Friday, August 29, 2008

An historic evening


I've never before considered getting together with friends and neighbors to watch the acceptance speech of a Presidential candidate. I'm sure such things have happened before, with political junkies and party insiders, but I think the kind of event I attended last night was happening all over the country (I know for a fact that Middletown's Democratic Town Committee hosted an event at Wesleyan's USDAN center for students - an event, which many say, would not have occured when Doug Bennett was president).

I was fortunate enough to be invited to Bob and Maria Holzberg's house in Middletown, along with a group of like-minded supporters of Barack Obama. I found myself, along with the people in the room, applauding the TV screen after the speeches.

We had regular phone reports from Jen Alexander, who was in Mile High Stadium in Denver (though she was actually outside Mile High Stadium for three hours with ten thousand people in line, waiting to get into the packed arena, and eventually got in before Obama spoke), and her phone calls were giddy with the excitement of being in the mayor's suite (Denver mayor John Hickenlooper, formerly a Wesleyan student and Middletown resident), with her family, witnessing the historic event.

For his part, Obama gave the speech of a lifetime, shedding the dreadful history of the past eight years, and looking toward the future.

I left the Holzberg's with an Obama bumper sticker which I immediately placed over the Impeach sticker which has been on the car for three years.

2 comments:

Kitten said...

I had the opportunity to attend the NEA-RA in Washington, DC, and Obama spoke to us via satellite from Montana. We were given Obama T-shirts, buttons, signs--you name it. I proudly wore all that regalia last night as I sat in a group of friends watching the PBS coverage. We sipped champagne and toasted our candidate.

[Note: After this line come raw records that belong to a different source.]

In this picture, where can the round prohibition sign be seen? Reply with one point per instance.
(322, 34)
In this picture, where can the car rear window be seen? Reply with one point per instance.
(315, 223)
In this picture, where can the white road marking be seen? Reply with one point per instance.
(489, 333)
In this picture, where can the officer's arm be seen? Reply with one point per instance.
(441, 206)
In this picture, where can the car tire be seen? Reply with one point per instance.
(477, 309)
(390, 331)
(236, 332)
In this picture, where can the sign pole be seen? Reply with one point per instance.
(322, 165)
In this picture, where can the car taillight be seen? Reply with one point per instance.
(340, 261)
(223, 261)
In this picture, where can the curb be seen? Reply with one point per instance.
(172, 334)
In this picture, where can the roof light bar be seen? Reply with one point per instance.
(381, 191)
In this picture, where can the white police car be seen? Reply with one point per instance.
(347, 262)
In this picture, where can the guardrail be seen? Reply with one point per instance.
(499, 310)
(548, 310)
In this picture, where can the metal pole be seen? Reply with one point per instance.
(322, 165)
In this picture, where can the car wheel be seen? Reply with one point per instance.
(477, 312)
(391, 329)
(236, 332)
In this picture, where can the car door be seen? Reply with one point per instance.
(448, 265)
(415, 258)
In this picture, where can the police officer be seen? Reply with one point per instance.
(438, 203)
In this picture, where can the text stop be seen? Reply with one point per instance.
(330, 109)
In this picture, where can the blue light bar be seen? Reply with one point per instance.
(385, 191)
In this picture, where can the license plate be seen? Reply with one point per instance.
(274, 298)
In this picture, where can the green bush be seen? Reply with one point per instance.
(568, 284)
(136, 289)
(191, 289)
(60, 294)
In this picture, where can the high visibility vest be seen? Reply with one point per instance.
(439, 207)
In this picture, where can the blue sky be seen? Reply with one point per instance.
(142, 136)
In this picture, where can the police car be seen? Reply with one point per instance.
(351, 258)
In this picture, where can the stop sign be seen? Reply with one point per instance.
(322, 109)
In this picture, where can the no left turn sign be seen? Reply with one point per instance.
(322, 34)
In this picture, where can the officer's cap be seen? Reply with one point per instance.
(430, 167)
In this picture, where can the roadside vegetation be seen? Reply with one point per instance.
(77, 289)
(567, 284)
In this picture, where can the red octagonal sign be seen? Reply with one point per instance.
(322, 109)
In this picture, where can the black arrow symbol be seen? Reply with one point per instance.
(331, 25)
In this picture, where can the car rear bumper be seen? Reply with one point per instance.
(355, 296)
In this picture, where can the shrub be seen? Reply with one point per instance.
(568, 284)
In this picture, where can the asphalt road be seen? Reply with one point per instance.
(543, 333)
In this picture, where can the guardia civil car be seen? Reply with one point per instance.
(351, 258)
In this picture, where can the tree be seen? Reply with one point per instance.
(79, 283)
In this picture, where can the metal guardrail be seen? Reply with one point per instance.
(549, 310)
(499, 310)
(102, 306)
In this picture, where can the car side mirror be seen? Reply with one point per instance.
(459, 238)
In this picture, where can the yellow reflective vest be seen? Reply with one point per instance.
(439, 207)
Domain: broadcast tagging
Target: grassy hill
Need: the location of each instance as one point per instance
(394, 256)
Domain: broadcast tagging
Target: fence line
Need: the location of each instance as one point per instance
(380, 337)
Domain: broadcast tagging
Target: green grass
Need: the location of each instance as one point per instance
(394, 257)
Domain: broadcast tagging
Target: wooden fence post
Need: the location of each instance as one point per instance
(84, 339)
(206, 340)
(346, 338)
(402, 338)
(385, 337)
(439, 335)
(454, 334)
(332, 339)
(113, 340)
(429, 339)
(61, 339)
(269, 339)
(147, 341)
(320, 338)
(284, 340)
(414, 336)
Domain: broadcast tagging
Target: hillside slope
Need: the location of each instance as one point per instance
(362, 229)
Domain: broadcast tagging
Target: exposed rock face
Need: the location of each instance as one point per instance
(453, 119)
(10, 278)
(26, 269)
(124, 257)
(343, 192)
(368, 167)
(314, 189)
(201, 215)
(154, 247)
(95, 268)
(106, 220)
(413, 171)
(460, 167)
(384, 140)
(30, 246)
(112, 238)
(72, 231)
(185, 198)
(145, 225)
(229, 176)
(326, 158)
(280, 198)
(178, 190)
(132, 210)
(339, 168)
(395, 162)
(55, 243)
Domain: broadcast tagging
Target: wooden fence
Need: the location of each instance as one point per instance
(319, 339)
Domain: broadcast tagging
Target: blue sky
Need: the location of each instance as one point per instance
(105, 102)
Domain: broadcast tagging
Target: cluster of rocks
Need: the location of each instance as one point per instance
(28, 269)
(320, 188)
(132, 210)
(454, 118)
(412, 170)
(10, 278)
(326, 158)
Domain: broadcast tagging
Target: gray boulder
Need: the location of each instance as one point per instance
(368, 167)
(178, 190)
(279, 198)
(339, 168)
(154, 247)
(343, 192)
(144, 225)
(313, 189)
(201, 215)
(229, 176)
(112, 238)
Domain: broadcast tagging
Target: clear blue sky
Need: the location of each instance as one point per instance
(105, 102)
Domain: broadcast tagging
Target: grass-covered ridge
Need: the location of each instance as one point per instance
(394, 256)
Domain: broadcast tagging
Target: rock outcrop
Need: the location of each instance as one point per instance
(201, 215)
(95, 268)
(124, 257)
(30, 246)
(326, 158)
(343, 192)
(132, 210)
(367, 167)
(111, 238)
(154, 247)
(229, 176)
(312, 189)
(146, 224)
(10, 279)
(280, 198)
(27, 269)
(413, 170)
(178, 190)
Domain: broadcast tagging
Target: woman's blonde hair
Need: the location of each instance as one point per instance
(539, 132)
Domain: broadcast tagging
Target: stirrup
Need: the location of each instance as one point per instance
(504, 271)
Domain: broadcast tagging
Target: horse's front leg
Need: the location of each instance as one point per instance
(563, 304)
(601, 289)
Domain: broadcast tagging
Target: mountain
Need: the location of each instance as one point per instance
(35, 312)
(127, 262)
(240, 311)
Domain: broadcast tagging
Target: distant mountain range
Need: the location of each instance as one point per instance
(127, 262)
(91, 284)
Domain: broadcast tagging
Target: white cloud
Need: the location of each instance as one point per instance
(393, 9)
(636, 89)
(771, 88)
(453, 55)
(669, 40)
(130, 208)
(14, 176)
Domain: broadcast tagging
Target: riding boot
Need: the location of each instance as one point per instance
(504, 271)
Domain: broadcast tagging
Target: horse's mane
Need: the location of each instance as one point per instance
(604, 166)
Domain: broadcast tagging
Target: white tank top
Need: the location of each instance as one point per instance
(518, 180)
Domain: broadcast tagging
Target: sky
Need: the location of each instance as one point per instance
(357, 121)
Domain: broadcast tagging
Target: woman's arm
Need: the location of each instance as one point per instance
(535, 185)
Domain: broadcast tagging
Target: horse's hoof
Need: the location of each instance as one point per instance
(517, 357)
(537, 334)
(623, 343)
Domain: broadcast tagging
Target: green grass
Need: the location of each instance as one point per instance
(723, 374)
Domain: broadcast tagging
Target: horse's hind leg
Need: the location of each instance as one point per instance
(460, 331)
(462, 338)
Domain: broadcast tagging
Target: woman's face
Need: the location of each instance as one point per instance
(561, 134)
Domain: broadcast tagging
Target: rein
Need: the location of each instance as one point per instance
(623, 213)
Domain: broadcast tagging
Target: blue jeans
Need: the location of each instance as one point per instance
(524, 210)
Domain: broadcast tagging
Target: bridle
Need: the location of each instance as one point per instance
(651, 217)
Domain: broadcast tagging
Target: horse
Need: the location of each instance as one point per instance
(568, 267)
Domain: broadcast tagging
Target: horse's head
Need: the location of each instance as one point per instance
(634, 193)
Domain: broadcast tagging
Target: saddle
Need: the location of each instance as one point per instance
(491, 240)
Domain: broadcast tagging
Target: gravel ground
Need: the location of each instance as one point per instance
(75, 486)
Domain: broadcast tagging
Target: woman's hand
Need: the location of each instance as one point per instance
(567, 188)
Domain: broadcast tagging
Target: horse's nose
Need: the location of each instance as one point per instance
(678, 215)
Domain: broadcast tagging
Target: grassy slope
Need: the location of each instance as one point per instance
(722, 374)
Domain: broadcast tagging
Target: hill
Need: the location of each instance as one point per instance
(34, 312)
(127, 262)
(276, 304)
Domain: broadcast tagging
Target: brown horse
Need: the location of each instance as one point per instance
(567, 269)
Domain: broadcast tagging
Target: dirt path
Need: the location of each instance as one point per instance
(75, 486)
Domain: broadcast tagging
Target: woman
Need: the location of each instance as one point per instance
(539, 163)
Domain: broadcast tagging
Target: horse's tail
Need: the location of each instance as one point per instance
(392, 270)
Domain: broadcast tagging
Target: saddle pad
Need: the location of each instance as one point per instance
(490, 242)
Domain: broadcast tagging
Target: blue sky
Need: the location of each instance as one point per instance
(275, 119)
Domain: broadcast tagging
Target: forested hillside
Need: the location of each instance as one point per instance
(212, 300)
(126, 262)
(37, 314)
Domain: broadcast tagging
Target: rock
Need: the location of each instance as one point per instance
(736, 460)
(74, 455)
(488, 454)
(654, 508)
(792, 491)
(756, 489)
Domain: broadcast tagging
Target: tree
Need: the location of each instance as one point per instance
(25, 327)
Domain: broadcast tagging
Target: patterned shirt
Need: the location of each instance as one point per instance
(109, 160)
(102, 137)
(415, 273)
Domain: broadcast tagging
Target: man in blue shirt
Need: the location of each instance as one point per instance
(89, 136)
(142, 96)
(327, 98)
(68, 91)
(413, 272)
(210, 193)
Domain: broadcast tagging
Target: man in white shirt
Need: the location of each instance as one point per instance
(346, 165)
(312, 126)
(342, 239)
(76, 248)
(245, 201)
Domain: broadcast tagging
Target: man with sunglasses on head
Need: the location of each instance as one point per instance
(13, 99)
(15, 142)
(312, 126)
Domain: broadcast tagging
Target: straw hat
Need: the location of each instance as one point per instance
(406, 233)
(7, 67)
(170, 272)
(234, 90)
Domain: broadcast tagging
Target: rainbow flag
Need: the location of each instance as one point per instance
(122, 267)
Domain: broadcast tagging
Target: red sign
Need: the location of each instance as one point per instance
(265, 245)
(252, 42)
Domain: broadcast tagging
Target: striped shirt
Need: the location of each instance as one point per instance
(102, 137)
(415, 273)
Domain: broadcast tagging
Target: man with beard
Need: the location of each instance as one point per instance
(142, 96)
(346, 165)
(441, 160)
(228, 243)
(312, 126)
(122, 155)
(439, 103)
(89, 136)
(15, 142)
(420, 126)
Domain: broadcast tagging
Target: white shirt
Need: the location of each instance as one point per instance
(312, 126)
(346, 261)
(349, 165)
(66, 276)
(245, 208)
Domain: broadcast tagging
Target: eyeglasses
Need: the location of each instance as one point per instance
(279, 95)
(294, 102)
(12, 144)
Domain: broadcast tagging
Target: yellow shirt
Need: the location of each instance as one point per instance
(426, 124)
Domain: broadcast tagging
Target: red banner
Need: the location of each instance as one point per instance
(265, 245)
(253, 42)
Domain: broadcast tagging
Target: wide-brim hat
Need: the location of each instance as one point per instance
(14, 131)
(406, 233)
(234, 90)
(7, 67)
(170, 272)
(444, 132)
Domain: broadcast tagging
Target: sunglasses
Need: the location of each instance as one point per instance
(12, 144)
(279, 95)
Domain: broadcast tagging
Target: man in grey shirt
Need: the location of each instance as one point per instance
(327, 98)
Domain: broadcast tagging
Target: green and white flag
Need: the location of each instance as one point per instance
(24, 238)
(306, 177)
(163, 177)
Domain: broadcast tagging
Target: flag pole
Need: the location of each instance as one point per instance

I honestly never saw anything like what I saw last night. Eighty thousand people in a stadium supporting a presidential candidate. The Democrats really hit it out of the park with this convention. If last night didn't unify the party after the primary season we had, I don't know what will.

Anonymous said...

They say that almost 40 million people watched Obama's acceptance speech. Hopefully they will come away understanding that he is the real deal and not some caricature that the right wing name callers are always smearing opponents with. Obama really gave us a vision of what we could become as a nation- I felt like I was finally listening to someone with integrity who would lead us out of the wilderness!